A rare pleasure

In my blog Do you believe in fairies? (posted 11 Jul 2013) I gave some examples of the recent trend for some senior politicians, albeit generally those now relegated to the backbenches or “in another place”, to question the merits of the HS2 proposal. If we are to believe an article in The Mail on Sunday there is also at least one politician in the very heart of Government who shares these doubts. The newspaper says that, “Well-placed sources claimed that Environment Secretary Owen Paterson has vowed to kill off the project on the grounds that it will damage the environment”. The article quotes “a well-placed Tory insider” saying: “Owen’s view is that he will subject it to such tough environmental tests that he will kill off the whole thing”, and adding, “He does not like HS2”.

Now I am very sceptical of newspaper reports citing “well-placed sources” – I remember well the rumours last June, picked up by the BBC and one respected periodical, that the HS2 project was to be “kicked into the long grass” – but I’d like to think that there might be some truth in the report; after all if the Environment Secretary isn’t prepared to speak up for the environment, who will?

Just for good measure, by the way, The Mail on Sunday claims that “a second Tory Cabinet Minister has privately sounded the alarm over the enormous bill”; now I wonder who that might be?

Now if, Heaven forbid, I was a protagonist of HS2, I would be a trifle concerned at the way the tide appears to be turning. I would, of course, take heart from the 330 to 27 vote in favour of the High Speed Rail (Preparation) Bill, but I would also reflect that this vote means that possibly more than 250 MPs failed to turn up to register their support for HS2. We also, I think, have to recognise that some of those who may not have otherwise voted in favour might have been swayed by the Government conflating meeting the cost of HS2 with making provision for compensation.

What I would see the need to do, I think, is to step up the war of words on the Internet, as we appear to be in a crucial “make or break” phase for the project. I would, I am sure, see the need to take the fight to the opposition and get my pro-HS2 views onto the websites that are fighting HS2. For whatever reason, perhaps it is complacency, there appears to be no evidence that this is happening. I have just taken a straw poll of the recent comments logged on the Stop HS2 website. When I checked, the ten most recent blogs that have comments logged against them could boast only four that appear to be in favour of HS2, compared with more than fifty expressing sentiments against HS2.

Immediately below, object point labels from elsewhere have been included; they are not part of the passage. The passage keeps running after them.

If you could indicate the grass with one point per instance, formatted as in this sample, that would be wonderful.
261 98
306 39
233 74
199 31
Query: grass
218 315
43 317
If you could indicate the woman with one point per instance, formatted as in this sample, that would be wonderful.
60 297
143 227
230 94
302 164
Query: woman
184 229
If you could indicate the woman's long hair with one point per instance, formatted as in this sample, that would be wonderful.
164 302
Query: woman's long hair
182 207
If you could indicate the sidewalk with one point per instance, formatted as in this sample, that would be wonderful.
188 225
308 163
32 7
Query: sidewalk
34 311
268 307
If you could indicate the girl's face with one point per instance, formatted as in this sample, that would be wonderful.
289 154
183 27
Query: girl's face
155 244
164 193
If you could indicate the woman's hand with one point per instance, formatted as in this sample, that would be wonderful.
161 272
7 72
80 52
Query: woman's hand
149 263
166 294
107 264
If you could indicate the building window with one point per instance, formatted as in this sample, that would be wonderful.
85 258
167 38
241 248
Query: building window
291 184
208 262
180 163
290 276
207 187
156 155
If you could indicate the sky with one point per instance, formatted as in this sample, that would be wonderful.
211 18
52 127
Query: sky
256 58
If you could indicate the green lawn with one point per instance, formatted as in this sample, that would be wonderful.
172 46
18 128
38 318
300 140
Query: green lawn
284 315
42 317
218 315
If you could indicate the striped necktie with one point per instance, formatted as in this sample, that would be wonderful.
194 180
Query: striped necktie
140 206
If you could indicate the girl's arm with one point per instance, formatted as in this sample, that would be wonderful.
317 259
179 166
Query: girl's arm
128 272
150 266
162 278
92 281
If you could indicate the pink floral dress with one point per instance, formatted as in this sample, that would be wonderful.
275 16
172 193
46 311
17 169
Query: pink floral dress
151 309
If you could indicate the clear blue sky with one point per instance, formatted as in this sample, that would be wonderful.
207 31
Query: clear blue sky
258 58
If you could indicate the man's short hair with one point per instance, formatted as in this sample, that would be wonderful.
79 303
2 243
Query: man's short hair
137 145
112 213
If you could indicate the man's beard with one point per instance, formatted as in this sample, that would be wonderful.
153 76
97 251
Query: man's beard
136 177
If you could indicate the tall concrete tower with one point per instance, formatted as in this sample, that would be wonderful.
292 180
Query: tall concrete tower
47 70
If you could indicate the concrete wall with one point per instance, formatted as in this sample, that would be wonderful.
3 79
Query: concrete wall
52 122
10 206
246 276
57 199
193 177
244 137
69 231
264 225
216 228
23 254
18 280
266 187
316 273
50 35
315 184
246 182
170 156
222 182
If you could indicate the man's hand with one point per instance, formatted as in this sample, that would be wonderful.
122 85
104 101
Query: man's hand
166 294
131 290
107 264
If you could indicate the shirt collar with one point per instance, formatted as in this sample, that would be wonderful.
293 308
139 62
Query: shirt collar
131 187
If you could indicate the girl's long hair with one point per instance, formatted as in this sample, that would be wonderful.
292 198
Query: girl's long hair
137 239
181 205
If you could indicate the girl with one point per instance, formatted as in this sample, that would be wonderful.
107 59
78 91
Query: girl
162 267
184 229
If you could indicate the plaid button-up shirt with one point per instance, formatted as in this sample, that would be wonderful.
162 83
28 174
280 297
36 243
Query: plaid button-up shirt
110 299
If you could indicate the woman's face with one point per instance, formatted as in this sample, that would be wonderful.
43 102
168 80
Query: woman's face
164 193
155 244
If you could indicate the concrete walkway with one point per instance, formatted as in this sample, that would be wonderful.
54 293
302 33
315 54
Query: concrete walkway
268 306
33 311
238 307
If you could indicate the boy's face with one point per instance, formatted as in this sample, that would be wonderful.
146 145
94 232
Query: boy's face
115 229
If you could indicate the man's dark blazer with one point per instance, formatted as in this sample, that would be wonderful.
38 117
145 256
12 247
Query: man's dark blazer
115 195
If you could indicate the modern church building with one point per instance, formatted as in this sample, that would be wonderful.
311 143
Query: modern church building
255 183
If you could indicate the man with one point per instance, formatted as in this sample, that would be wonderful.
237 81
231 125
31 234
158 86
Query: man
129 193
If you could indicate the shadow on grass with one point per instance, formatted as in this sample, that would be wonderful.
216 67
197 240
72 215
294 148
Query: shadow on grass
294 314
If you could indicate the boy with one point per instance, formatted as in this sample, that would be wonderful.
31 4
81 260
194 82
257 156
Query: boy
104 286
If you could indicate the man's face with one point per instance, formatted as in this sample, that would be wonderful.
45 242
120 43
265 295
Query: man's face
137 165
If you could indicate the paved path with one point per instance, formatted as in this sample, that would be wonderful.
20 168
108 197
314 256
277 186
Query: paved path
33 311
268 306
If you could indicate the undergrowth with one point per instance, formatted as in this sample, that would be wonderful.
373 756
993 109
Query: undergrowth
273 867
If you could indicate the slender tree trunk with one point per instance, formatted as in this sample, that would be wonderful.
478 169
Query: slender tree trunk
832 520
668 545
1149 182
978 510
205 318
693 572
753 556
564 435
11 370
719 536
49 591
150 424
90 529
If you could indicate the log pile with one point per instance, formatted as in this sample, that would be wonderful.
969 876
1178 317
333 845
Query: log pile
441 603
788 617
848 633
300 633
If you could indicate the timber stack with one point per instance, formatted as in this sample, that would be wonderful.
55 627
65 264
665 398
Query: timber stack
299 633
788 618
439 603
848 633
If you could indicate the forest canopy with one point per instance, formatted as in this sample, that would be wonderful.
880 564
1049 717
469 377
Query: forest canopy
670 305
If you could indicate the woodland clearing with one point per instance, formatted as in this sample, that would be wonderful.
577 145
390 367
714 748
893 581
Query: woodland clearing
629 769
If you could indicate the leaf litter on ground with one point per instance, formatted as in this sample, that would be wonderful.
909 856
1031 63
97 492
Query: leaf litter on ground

Supporters of HS2 only pop up infrequently on this site and I sometimes wonder why this is. Perhaps I rate very low on the pro-HS2 hit list; obscurity does have its privileges. I would have thought that I provide an ideal environment for the considered debate of the virtues and vices of HS2, but then perhaps the pros don’t welcome considered debate. I have, I must admit, a low tolerance threshold for rants, and have taken action in the past to block comments when the quality has fallen below an acceptable level; perhaps this has put the more extreme pro commentators off.

However this site did benefit from correspondence recently with one supporter of HS2 – at least I took him to be such – if it proved to be only a brief interchange. He made one comment, I responded and then he posted a “swan song” in which he said that he would “not be back”. However, this brief interchange did raise some matters that I feel should be debated further. Since he is not sticking around to enable this debate to take place by a further exchange of comments, I am going to devote the next blog to examining the points that he made.


One response to this post.

  1. Posted by chriseaglen on July 15, 2013 at 6:51 pm

    One failure of the design of HS2 is that there are not enough points in the route.

    The project is not inspiring because people are pre-occupied by the slowing down of not only the economy but with the Motorway approaching main conurbations. More investment for stimulating the economy and the chronic roads would be more welcome than the duel with this HS2 project which at the end of the process before the downhill sprint for MPs in the hybrid bill. The deals are now being struck in the last phase for the plain sailing of the hybrid bill is possibly the Governments position. However the HMG did not win the argument to persuade the population and 2015 is their real test.